THE JENNY LIND MYSTERY

Karl-Eric Svardskog & his

The Evidence in the Email

A few years after reporting this story, I got an email from a reader of my website who had seen my article on the Jenny Lind carving. She said her great-grandfather Christian Ingebretsen had been one of the final owners of the clipper Nightingale. The reader had an oil painting of the Nightingale flying the Norwegian flag. She wrote: " The oil painting that I have clearly shows a figurehead that appears to be a woman with blonde hair. It appears very much the same as the photo [of the carving] on the web site with the ship and the Jenny Lind figure superimposed."

I contacted Karl-Eric who happened to be in the United State at the time working on a book about his beloved statue, and told him about the email. When the reader sent photos of the painting, the author, with publisher Peter Randall, rushed expectantly into my office. This, he said, might be proof he had been searching for. We studied the digital picture on the computer screen, staring at a magnified image until our eyes ached. The tiny speck on the bow of the Nightingale painting looked like the figurehead of Jenny Lind. Absolutely!!. But, on closer examination, it also looked, well - like a speck.

Jenny Tours Again

To say the antique dealer became obsessed with his wooden Jenny is no exaggeration. Like a modern day PT Barnum, Karl-Eric Svardskog brought the statue back to America in 2001. He wrote a book, published by the Portsmouth Marine Society and Peter Randall, that chronicles his efforts to prove the Nightingale theory. Svardskog‘s case, although supported only by circumstantial evidence, is strong.
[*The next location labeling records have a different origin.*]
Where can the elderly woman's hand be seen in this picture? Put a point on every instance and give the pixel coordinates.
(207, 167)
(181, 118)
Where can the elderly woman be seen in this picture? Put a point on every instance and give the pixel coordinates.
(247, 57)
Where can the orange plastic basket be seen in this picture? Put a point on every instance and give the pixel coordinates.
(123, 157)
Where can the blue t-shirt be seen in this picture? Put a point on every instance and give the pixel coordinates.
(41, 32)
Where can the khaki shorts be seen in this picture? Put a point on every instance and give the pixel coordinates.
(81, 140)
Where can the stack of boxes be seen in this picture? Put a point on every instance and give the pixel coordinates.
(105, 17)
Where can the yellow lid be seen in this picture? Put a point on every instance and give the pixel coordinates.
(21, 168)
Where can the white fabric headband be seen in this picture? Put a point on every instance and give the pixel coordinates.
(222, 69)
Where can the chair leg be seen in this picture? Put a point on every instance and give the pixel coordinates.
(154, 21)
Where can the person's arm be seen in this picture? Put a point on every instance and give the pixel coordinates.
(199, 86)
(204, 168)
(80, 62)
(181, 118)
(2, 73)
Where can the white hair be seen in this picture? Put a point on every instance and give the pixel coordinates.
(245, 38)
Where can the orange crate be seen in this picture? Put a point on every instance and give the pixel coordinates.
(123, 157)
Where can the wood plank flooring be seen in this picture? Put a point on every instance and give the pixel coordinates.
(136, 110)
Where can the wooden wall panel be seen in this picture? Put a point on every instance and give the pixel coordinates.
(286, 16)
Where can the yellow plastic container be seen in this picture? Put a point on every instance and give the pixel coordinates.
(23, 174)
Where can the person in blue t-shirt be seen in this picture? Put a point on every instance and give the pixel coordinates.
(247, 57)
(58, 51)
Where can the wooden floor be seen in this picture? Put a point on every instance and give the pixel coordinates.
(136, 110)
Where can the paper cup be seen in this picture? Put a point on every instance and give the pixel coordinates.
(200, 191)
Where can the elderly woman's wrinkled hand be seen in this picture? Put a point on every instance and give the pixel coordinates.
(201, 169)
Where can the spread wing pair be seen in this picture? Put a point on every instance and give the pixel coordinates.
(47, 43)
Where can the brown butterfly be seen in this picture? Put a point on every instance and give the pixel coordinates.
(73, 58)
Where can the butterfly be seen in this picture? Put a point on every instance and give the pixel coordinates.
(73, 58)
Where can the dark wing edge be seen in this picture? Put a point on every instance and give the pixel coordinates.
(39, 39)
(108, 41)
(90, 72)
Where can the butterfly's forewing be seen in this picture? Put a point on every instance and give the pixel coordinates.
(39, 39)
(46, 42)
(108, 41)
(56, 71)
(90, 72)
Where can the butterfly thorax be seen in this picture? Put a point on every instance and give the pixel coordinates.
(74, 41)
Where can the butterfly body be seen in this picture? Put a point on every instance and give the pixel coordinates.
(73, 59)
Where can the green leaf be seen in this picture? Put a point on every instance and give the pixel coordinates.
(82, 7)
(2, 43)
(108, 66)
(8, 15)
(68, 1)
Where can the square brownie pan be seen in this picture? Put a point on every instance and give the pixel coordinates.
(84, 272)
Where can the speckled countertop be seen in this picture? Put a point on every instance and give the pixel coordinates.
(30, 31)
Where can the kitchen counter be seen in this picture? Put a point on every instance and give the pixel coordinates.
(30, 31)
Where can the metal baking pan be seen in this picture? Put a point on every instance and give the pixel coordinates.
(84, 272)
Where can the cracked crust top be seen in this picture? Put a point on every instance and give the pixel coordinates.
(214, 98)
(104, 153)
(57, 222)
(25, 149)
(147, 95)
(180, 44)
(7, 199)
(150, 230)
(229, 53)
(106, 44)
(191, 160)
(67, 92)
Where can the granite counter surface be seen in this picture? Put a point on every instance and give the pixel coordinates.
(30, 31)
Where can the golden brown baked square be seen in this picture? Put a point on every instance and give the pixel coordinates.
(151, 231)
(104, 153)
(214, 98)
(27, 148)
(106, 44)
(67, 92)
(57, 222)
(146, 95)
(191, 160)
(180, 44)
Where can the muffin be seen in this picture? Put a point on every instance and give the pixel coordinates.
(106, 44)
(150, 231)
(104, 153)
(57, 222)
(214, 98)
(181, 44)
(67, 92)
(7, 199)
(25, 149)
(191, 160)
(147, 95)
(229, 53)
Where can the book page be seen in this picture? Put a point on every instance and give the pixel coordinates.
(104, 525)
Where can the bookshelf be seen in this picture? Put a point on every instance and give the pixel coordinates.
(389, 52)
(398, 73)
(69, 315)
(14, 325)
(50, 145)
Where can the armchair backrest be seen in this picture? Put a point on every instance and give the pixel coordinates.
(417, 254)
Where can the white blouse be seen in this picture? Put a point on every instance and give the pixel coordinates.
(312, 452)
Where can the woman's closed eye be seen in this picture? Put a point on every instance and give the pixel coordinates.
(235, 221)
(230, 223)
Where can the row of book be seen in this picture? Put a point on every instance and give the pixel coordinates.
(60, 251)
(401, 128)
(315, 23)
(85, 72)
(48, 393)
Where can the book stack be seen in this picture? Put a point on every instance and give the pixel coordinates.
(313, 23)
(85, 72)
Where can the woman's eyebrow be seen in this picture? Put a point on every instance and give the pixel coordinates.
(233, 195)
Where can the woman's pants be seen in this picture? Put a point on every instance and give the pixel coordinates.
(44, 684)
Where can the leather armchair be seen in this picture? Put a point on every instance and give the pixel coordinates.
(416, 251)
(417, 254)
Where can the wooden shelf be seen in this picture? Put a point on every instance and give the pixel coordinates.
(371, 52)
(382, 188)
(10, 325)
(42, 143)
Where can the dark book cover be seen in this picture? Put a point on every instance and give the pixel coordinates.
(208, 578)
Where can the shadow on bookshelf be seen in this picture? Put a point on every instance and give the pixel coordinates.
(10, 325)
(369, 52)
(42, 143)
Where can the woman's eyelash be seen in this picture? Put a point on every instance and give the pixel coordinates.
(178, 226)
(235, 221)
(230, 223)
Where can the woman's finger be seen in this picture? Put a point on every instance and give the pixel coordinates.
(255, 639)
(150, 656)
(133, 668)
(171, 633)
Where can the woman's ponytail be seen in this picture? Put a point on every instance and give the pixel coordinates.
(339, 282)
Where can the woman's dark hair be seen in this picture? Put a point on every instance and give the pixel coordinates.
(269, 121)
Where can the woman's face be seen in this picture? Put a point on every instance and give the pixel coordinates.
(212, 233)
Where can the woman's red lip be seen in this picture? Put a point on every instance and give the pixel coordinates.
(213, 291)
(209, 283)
The author did his homework. Studies of documents, tests on the wood and paint of the figurehead, all line up with his theory that the carving may indeed be Jenny Lind from the Piscataqua clipper Nightingale. Revell Carr of the Mystic Seaport Museum in Connecticut is one of many experts impressed by Svardskog's evidence. Carr notes in the new book that only a dozen of Mystic's 70 carved figureheads have been accurately identified.

Early in the summer of 2001 Svardskog unveiled the figurehead during a concert at the Portsmouth Music Hall. The evening featured two winners of a Jenny Lind contest for sopranos -- one American, one Swedish -- another testament to Lind's enduring fame. Ironically, for reasons unknown, the flesh-and-blood Jenny Lind refused to perform in Portsmouth during her 1851 American tour. Despite the snub, Portsmouth presented three Jennies that night in 2001 - two singing like nightingales, one as silent as a block of wood dramatically lit at the back of the stage. It was a memorable sight.